Surtout, au-delà de ces difficultés, les départements ont mis en cause les insuffisances des transferts financiers reçus, en raison de l'accroissement de 7 % du nombre d'allocataires en 2004, portant la dépense globale de 4,7 Md€ (montant estimé de la dépense Etat 2003 et donc de la fraction nationale de la TIPP) à 5,4 Md€. Cette progression s'est poursuivie au même rythme en 2005, la dépense s'élevant à 5,8 Md€ pour se stabiliser en 2007 à 5,9 Md€.

 

La nécessité de compléter les apports de l'Etat aux départements, indépendamment de l'ajustement prévu par la loi au titre de l'évaluation des dépenses réelles 2004, s'est ainsi imposée. En effet, à défaut de tout concours supplémentaire, le déficit se serait élevé en 2005 à 920 M€, pesant de façon très lourde dans les comptes des départements.

 

Aussi un mécanisme nouveau, indépendant de la TIPP, a-t-il été mis en œuvre. Le gouvernement a décidé la création en 2006 d'un fonds de mobilisation départementale pour l'insertion (FMDI), doté de 100 M€, destiné à accompagner les efforts d'insertion professionnelle conduits par les conseils généraux.

 

Mais compte tenu de l'écart grandissant entre dépenses réelles et compensation, ce dispositif modeste a dû être immédiatement revu. Le FMDI a été porté à 1,5 Md€, de 2006 à 2008, soit une hausse de 500 M€ par an.
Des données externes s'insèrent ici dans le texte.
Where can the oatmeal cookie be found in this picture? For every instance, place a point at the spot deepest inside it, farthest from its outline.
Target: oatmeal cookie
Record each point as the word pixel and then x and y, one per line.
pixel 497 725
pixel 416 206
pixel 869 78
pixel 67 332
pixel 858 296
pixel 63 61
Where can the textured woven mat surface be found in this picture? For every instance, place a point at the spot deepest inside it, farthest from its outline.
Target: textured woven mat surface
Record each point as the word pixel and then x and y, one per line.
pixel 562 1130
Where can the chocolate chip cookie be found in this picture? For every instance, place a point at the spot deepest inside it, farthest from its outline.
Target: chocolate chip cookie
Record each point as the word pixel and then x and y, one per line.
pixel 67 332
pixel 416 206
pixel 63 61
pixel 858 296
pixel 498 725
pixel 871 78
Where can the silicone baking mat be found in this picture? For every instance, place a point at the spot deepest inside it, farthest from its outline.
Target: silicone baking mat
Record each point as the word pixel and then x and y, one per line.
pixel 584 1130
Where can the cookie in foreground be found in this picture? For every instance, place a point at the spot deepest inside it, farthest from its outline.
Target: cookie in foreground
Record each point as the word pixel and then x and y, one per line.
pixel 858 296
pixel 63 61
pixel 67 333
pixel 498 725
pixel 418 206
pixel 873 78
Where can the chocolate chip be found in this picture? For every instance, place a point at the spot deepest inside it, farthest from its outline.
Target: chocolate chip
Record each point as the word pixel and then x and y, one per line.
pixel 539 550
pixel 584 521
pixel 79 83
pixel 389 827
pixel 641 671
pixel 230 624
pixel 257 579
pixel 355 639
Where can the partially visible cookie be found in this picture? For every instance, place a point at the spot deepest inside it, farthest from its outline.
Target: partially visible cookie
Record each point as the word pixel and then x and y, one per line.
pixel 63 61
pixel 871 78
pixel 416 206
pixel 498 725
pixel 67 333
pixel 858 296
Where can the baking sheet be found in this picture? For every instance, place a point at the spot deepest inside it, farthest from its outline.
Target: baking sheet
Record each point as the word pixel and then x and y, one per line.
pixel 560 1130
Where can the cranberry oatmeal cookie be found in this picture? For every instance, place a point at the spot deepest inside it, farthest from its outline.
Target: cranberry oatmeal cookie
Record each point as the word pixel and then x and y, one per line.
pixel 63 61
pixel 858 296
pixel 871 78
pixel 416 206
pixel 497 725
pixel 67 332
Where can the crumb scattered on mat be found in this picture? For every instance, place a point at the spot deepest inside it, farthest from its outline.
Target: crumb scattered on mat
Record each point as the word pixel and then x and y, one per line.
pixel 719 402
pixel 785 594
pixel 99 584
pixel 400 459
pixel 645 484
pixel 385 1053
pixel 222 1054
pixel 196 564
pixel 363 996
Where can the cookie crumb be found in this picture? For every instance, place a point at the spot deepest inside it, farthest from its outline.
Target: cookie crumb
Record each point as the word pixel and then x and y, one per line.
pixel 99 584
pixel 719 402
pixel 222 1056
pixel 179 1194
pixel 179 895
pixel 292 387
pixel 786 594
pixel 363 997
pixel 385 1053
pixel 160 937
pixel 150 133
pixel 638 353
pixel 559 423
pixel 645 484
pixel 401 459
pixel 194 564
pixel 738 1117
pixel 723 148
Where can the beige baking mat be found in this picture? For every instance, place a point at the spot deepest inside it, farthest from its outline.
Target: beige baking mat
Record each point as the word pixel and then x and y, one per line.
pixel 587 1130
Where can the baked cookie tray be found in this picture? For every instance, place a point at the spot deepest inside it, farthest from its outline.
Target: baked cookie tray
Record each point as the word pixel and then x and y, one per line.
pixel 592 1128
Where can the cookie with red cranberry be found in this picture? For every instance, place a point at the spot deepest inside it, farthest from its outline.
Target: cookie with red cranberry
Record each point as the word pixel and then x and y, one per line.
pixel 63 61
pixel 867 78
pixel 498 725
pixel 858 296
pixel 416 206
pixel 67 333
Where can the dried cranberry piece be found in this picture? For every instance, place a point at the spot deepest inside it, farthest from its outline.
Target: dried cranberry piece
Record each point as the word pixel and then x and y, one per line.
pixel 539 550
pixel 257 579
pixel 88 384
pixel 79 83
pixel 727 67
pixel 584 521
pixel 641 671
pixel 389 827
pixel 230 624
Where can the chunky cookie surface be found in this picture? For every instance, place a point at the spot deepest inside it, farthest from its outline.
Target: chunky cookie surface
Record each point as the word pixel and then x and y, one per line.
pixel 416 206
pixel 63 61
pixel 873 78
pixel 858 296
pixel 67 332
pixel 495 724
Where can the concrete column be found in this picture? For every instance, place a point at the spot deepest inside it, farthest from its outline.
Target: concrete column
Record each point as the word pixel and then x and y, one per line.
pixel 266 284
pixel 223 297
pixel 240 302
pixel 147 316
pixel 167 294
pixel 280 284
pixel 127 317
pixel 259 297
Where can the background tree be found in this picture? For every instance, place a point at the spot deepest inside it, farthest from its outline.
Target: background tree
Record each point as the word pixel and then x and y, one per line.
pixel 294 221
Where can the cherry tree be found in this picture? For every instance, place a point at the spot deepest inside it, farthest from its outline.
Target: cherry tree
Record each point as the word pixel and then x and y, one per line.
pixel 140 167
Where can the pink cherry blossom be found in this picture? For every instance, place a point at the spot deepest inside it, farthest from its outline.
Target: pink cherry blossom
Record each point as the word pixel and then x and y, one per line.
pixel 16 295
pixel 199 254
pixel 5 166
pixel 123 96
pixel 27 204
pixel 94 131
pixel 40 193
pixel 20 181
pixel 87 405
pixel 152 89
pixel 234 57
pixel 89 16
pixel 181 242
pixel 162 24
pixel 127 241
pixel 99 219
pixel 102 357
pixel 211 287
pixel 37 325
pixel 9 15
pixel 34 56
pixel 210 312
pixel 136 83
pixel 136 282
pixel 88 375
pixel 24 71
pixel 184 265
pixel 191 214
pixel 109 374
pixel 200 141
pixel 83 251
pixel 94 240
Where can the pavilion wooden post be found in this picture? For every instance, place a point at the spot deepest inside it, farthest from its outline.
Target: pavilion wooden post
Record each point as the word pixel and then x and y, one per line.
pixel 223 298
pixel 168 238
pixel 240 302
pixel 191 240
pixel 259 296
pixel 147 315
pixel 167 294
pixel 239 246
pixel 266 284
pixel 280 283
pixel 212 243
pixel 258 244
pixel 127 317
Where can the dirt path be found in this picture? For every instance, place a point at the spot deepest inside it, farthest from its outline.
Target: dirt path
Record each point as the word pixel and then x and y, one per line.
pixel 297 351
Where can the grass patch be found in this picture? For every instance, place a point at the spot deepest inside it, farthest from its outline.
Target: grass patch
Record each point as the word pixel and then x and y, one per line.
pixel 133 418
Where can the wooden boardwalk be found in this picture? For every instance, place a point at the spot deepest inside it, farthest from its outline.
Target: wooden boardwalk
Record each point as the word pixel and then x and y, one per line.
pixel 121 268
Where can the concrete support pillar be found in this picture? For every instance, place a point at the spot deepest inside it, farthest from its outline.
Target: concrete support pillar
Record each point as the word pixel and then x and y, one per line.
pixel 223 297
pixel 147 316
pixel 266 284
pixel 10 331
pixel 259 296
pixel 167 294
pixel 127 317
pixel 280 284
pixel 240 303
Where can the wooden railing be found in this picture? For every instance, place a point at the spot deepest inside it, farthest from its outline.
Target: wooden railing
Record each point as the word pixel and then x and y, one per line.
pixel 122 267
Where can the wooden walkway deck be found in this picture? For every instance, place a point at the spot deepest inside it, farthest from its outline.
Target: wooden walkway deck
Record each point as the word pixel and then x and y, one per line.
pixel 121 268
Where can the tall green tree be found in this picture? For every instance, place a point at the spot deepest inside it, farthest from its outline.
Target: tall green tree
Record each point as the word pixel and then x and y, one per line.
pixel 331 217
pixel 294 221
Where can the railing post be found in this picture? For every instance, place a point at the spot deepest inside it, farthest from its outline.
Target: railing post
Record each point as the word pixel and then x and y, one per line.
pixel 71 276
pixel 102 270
Les règles d'attribution ont été modifiées, le fonds étant divisé désormais en 3 parts : 40 % pour la compensation des dépenses exposées, 30 % pour la péréquation entre départements eu égard à leur richesse relative, enfin 30 % en faveur des efforts d'insertion.

 

Ce dispositif qui garantit 1,5 Md€ aux départements, a été encore complété en loi de finances pour 2008 par une nouvelle fraction de la TIPP, pour un montant de 181 M€. Au total, les apports de l'Etat se sont en permanence sédimentés, sur des modes totalement différents : fraction initiale de la TIPP, la contribution dite exceptionnelle de réévaluation au titre de 2004 décidée en 2005, premier puis un second FMDI en 2006 sur 3 ans, enfin ajustement de fraction de TIPP en 2008.

 

Pour autant la revendication de compensation intégrale a subsisté, sur la base d'un déficit cumulé, évalué, selon les approches, entre 1 à 1,4 milliard d'€ en 2007. Les questions de la perpétuation du FMDI et de la négociation des principes de décentralisation qui vont servir de base pour la loi de généralisation du RSA, laissent très ouvertes les perspectives financières dans un environnement économique défavorable à la stabilisation de telles charges.

 

La décentralisation du RMI s'est ainsi en définitive traduite en quelque sorte par « une course poursuite » entre les départements et l'Etat, jamais achevée, au prix d'une progressive perte des repères financiers de la décentralisation. Les conseils généraux considèrent de fait qu'ils ne sont que les organismes payeurs d'une mesure nationale dont les paramètres juridiques comme sociaux et économiques leur échappent et ils s'estiment fondés à revendiquer une compensation budgétaire intégrale.

 

Il en est résulté une considérable instabilité des mécanismes mis en œuvre qui, sans une éventuelle remise à plat à cet égard des relations entre l'Etat et les collectivités départementales, a d'autant moins de raisons de cesser qu'une dégradation des situations sociales pourrait entraîner une impasse budgétaire des collectivités concernées.

 

La prise en charge de nouvelles compétences sociales par les départements a pour conséquence en effet de réduire leurs marges de manœuvre en augmentant l'importance et la rigidité de leurs charges, sans pouvoir influer sur elles de manière significative dès lors que les critères qui les déterminent ne sont pas de leur ressort.